If you think it's patently absurd, then you haven't bothered to consider the evidence that suggests most of our genomes are, in fact, non-functional. That could certainly be wrong, but it's far from patently absurd.
Check out Larry Moran's Sandwalk blog if you're interested in actually understanding, and rather than just being dismissive.
Well, this is my first visit to your blog! We are a group of volunteers and starting a new initiative in a community in the same niche. More biotechnology related material exists at http://www.nanowerk.com/ This site is also more resourceful with science, nanotechnology, biotechnology, space and astronomy related latest inventions and news.

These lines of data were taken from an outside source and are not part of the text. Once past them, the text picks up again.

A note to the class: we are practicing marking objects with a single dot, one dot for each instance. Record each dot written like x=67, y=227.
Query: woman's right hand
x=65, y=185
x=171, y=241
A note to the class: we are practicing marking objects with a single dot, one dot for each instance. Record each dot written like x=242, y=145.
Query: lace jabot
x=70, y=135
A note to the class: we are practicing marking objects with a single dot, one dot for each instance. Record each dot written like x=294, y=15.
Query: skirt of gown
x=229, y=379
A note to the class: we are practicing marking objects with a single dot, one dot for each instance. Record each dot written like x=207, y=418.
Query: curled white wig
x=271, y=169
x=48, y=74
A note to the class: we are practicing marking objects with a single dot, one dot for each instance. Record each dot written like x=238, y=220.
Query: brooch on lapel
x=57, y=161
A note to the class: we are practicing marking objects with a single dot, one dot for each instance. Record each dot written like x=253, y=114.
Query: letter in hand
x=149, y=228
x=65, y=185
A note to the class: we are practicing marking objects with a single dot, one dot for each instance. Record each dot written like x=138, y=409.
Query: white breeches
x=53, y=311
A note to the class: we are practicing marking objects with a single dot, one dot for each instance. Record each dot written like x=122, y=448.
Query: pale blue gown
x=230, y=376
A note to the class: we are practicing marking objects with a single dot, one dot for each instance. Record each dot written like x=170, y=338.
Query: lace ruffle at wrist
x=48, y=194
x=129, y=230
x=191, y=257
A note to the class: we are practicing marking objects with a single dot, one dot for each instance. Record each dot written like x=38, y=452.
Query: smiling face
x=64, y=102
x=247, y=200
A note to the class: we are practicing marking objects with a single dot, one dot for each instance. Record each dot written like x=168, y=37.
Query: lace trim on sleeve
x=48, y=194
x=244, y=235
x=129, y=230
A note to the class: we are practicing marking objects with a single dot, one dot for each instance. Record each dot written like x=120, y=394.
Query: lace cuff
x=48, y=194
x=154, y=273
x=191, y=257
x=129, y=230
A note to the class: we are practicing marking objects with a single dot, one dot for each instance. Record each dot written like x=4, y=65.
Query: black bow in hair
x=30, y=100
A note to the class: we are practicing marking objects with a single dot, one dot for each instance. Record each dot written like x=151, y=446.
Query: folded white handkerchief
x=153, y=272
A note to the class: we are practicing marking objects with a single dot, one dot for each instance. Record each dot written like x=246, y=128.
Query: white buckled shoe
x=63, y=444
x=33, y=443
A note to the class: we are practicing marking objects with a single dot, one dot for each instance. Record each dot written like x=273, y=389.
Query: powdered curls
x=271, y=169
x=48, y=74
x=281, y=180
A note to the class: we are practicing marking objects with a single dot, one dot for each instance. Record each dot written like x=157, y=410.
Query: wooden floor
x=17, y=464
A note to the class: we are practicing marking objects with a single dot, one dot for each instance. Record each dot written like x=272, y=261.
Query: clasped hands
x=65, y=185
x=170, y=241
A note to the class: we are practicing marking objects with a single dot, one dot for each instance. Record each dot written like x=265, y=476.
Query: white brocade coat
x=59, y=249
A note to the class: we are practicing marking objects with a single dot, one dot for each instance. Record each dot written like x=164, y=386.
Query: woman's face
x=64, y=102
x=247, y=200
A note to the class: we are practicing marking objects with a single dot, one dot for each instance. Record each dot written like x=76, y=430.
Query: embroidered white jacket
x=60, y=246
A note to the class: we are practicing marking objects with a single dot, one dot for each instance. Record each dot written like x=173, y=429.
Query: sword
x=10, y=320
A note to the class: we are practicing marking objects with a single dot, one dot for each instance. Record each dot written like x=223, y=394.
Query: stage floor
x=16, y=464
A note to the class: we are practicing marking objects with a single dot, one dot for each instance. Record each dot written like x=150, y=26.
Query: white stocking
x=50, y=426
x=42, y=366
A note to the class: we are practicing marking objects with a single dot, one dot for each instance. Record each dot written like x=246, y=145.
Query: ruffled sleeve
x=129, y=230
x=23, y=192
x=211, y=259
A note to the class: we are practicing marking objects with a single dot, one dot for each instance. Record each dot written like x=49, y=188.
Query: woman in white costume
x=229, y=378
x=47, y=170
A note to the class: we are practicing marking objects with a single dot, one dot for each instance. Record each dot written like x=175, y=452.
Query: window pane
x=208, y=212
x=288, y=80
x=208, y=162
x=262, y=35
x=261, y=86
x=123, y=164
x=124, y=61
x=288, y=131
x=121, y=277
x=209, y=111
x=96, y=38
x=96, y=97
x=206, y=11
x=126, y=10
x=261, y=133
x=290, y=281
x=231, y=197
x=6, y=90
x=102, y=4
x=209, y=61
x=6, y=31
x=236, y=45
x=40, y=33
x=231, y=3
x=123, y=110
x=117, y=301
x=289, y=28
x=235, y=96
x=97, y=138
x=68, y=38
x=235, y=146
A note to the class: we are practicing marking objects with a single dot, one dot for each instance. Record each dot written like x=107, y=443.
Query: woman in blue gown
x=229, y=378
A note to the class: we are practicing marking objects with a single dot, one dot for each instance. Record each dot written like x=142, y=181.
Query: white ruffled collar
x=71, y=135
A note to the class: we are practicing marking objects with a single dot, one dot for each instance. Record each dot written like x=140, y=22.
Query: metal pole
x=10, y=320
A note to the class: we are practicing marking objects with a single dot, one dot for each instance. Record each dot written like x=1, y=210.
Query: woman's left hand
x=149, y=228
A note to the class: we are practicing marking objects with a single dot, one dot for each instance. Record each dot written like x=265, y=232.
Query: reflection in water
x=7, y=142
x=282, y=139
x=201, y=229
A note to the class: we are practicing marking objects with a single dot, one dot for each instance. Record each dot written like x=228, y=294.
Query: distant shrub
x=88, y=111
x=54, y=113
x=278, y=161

"The ENCODE team found that 80% of the genome can bind something or be accessible, and many times there are correlations between different measurements that indicate a useful role for these regions of DNA." - This statement is incorrect. I'm one of the authors on the paper. A majority of the 80% is mainly transcription and largely non-PolyA+ RNAs. Protein-DNA Binding and accessibility accounts for only at max 15-20% of the genome which is infact closer to the 10% that is being proposed in the new paper. Please correct this. A lot of this is clarified in our recent response paper http://www.pnas.org/content/early/2014/04/18/1318948111.short
Thanks for the feedback Anshul, I made the recommended changes.
All DNA is critical whether it's functional or indirectly functional.
The ENCODE project continues. While 80% of the genome possesses protein binding sites, this is not yet proof of functionality just yet. It is incredibly close to it though as proteins are highly specific to their binding motif. While 10% of the genome produces proteins or houses known control regions like centromeres, telomeres, cis-acting elements, not a great deal is known about what regulates interfering RNA and the thousands of nucleic products that govern cell biochemistry. Very little is known of how epigenetics are governed... it is dang spooky how the cell has a life of its own apart from genetics.
It is a great time to be alive and see the advances in genomics. Personally, I hope that all of the genome is functional. Job security for generations :) and of course, exciting times for molecular biology.